Mine de rien, sans bruit médiatique, un événement majeur en matière de géopolitique, lourd de conséquences pour l’équilibre du monde, vient de se produire. La Turquie décroche...
Depuis longtemps, on parle de l’entrée de la Turquie dans l’Union européenne. Mais certains États sont particulièrement réticents, surtout la France et l’Allemagne, qui, pourtant, compte en son sein une importante communauté turque (1). Et les choses traînent, les années passent, la Turquie se lasse. Pourtant, M. Erdogan ne cesse de rappeler que l’intérêt de l’UE est d’intégrer la Turquie en son sein, afin que des ponts se tissent entre le Monde musulman fort de 1,5 milliards d’individus, et, à travers l’Europe, le reste du monde (2). Rien n’y fait.
L’Europe est l’artisan des revirements de la Turquie.
Le 29 janvier dernier, lors du Forum économique mondial de Davos, M. Erdogan claque la porte en reprochant aux organisateurs de ne pas avoir pu répondre à Shimon Peres pendant le débat sur le Moyen-Orient. Pour le premier ministre turc, la dernière opération militaire israélienne à Gaza, Plomb Durci, particulièrement meurtrière, était indéfendable (3).
Suivent une série de décisions ou de déclarations : « Erdogan vient de monter encore d’un cran dans ses accusations envers Israël. Lors d’un Congrès à Istanbul, il a exigé d’Israël « de mettre fin immédiatement au blocus imposé à la Bande de Gaza, car ce qui se passe là-bas est quelque chose de terrible que l’on ne peut pas laisser passer sous silence ». Le premier ministre turc a voulu préciser « que ce n’était pas parce qu’il est Musulman qu’il réagissait ainsi, mais tout simplement en tant qu’être humain ». Puis il a lancé l’accusation la plus grave : « D’un point de vue juridique, le blocus sur Gaza est un crime contre l’Humanité, et la Communauté internationale se doit d’intervenir pour y mettre fin, car c’est une véritable tragédie humaine ». Il a également accusé Israël « d’empêcher la reconstruction des zones détruites durant l’Opération ‘Plomb Durci’, en interdisant le passage de matériel vers la Bande de Gaza ».(4)

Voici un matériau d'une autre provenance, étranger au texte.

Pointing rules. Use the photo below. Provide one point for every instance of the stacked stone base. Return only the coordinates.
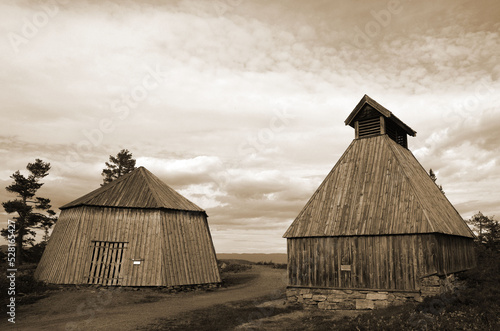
(341, 299)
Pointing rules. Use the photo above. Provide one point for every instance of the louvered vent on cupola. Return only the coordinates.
(371, 119)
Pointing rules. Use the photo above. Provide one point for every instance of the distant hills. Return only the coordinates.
(276, 257)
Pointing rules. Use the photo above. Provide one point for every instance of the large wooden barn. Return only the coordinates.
(134, 231)
(378, 230)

La Turquie marque de plus en plus son indépendance
Par ailleurs, la Turquie a récemment suspendu la participation de son armée de l’air aux manœuvres militaires conjointes avec l’OTAN en Anatolie (5). Manifestement, le pays n’a digéré ni l’opération d’Israël contre Gaza, ni les atermoiements de l’Europe à son égard. Il ne ménage plus ses critiques envers l’État d’Israël, et il se rapproche de l’Iran et de la Syrie, renouant ainsi avec ses racines orientales, notamment en concluant plusieurs accords de partenariat aussi bien avec Bagdad qu’avec Damas (6). Erdogan fut d’ailleurs l’un des premiers à féliciter Ahmadinejad après sa réélection de juin dernier (7)
Après avoir durci ses positions envers Israël (8), notamment à l’occasion du Rapport Goldstone qu’elle a soutenu, voici une nouvelle étape, la Turquie se rapproche aujourd’hui de l’Iran. Sur l’arsenal nucléaire du régime israélien, le Premier Ministre turc réclame un débat international (9). Il ne supporte plus le régime de faveur accordé à l’État hébreu, il dénonce la partialité de l’Occident envers l’Iran et son programme nucléaire : « Dans un entretien accordé au journal britannique »The Gardian« , Erdogan a estimé que les accusations occidentales proférées contre Téhéran le soupçonnant de vouloir se doter de la bombe nucléaire, sont fondées sur de »la calomnie« . Selon lui, »toute frappe militaire contre les installations nucléaires iraniennes serait une folie (..) D’un côté, on dit que l’on veut une paix mondiale, mais de l’autre on mène une approche destructrice contre un État qui a 10.000 ans d’histoire", a-t-il poursuivi.. (10).
Rapprochement avec l’Iran
La crise couve entre Israël et la Turquie, crise sourde pour le moment, mais qui risque, à terme, de devenir aiguë, alors que se dessine une intervention d’Israël contre l’Iran, et que l’État hébreu, justement, aurait d’autant plus besoin de la neutralité bienveillante de la Turquie pour mener ses opérations militaires, qu’il se trouve de plus en plus isolé dans la région et en butte à la désapprobation de l’opinion internationale (11).
Nouvelle épreuve pour Israël, M. Erdogan vient de se rendre à Téhéran « en compagnie de 200 personnalités politiques et économiques turques, y compris les ministres du commerce, des affaires étrangères et de l’énergie, sans compter 18 députés » (12), et le Premier ministre turc a qualifié le président iranien Mahmoud Ahmadinejad d’ami, en escomptant bien sceller des accords commerciaux avec celui que l’Occident diabolise.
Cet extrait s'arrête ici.